De nombreuses calamités nous menacent. Même si les actions concrètes peinent à suivre, le réchauffement climatique occupe le devant de la scène médiatique. Mais une récente publication scientifique, très documentée, déplore que cette attention occulte une autre menace : la perte de la biodiversité, ou plus généralement la dégradation du vivant sur la planète. Les deux menaces nous préoccupent à juste titre. Y répondre implique d’identifier leurs causes. Pour analyser les facteurs de la perte de biodiversité, les chercheurs ont examiné des données concernant les extinctions des amphibiens, oiseaux et mammifères, sur plus d’un siècle. Deux facteurs principaux émergent clairement : destruction des habitats et surexploitation.
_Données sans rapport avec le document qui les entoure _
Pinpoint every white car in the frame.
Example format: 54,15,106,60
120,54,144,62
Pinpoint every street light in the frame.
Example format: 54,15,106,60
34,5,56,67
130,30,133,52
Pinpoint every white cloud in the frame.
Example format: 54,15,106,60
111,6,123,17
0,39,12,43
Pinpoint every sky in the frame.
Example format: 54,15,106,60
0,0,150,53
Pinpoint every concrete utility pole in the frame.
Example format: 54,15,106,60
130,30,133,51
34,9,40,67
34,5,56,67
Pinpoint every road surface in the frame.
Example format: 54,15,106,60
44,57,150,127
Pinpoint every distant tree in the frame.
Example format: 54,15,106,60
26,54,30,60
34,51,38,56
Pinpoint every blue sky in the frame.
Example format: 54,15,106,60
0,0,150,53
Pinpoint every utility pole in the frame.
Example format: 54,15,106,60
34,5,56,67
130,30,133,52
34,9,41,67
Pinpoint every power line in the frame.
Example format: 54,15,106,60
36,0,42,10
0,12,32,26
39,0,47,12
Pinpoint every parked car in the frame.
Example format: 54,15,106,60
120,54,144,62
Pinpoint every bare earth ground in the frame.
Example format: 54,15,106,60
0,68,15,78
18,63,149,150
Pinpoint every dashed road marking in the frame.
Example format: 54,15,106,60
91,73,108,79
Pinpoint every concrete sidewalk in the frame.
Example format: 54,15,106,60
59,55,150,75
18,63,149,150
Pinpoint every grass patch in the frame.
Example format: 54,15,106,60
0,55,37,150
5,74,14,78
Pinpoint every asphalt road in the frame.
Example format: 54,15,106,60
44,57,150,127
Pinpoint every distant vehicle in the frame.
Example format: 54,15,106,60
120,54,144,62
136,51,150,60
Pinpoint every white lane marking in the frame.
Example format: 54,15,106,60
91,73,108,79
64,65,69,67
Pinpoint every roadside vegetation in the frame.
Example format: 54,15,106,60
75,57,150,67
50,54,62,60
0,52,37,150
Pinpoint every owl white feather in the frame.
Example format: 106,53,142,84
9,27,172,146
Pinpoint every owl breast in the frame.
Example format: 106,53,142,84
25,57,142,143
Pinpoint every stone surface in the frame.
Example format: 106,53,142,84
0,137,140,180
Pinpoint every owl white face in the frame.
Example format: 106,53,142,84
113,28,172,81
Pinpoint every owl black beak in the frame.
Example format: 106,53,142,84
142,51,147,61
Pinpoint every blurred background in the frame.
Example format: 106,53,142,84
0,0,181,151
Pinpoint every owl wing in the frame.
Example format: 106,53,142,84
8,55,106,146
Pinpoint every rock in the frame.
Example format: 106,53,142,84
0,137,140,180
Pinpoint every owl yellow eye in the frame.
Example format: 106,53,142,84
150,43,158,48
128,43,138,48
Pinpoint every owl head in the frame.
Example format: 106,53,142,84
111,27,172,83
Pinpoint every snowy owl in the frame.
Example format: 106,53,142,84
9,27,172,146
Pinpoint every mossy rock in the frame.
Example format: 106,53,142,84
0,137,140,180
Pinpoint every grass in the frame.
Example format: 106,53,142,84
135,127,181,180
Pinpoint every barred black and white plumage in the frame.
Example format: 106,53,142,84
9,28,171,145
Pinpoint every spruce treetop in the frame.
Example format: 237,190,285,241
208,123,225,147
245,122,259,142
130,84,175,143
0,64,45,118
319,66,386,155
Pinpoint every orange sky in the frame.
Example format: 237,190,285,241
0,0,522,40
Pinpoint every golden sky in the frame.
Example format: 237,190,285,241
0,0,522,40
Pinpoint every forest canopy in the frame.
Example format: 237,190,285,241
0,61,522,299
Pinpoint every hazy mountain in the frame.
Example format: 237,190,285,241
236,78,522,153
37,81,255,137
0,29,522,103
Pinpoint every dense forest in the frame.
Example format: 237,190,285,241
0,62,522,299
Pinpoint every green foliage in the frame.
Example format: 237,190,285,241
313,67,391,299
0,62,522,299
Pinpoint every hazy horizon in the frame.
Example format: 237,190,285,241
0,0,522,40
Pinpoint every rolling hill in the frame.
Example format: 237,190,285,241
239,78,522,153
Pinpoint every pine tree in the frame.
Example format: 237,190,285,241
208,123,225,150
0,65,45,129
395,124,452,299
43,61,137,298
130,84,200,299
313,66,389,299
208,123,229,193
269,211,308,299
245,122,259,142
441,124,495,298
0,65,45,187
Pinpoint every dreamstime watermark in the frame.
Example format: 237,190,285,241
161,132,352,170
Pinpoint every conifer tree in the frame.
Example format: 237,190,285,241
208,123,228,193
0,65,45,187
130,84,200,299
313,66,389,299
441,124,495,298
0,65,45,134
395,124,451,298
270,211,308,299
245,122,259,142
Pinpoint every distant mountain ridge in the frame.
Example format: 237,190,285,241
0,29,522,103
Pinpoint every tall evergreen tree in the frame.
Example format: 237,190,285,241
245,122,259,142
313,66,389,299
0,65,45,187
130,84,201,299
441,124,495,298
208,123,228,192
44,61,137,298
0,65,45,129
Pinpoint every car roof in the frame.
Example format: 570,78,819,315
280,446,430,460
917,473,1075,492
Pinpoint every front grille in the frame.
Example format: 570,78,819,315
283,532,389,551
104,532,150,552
Les habitats naturels sont perdus ou fragmentés par le béton, les différentes formes d’expansion agricole, la déforestation ; les terres, les eaux et l’air sont empoisonnés par les pesticides, les divers pollutions et déchets ; les ressources biologiques sont surexploitées (pêche et chasse). L’analyse montre que l’impact du changement climatique vient loin derrière. Sans le minimiser, les auteurs explicitent ses conséquences sur la biodiversité : aggravation des risques d’incendie, réponses agricoles à une enveloppe climatique changeante, espèces envahissantes et maladies… Mais ils sont, insistent-ils, moins « imminents » que la perte d’habitat et la surexploitation. Pour reprendre leurs termes, seules les espèces les plus « chanceuses », c’est-à-dire ayant échappé à ces dernières, seront confrontées aux assauts du changement climatique. Il est donc à leurs yeux plus urgent (et peut-être plus facile aussi) d’agir pour préserver le vivant dans son ensemble, plutôt que se focaliser sur le changement climatique. Cette recommandation pourrait sembler négliger la menace climatique, bien réelle. Au contraire, expliquent les chercheurs, cette conservation des écosystèmes « constitue la seule stratégie mondiale disponible, économiquement viable, pour l’inverser ».
Réduire les émissions de GES est essentiel, mais cela ne fait que ralentir leur accumulation, tandis que savanes et forêts inversent le réchauffement en éliminant le CO2 atmosphérique. Sans oublier un substantiel bénéfice additionnel, aujourd’hui bien documenté : la diminution des risques d’émergences de nouveaux pathogènes !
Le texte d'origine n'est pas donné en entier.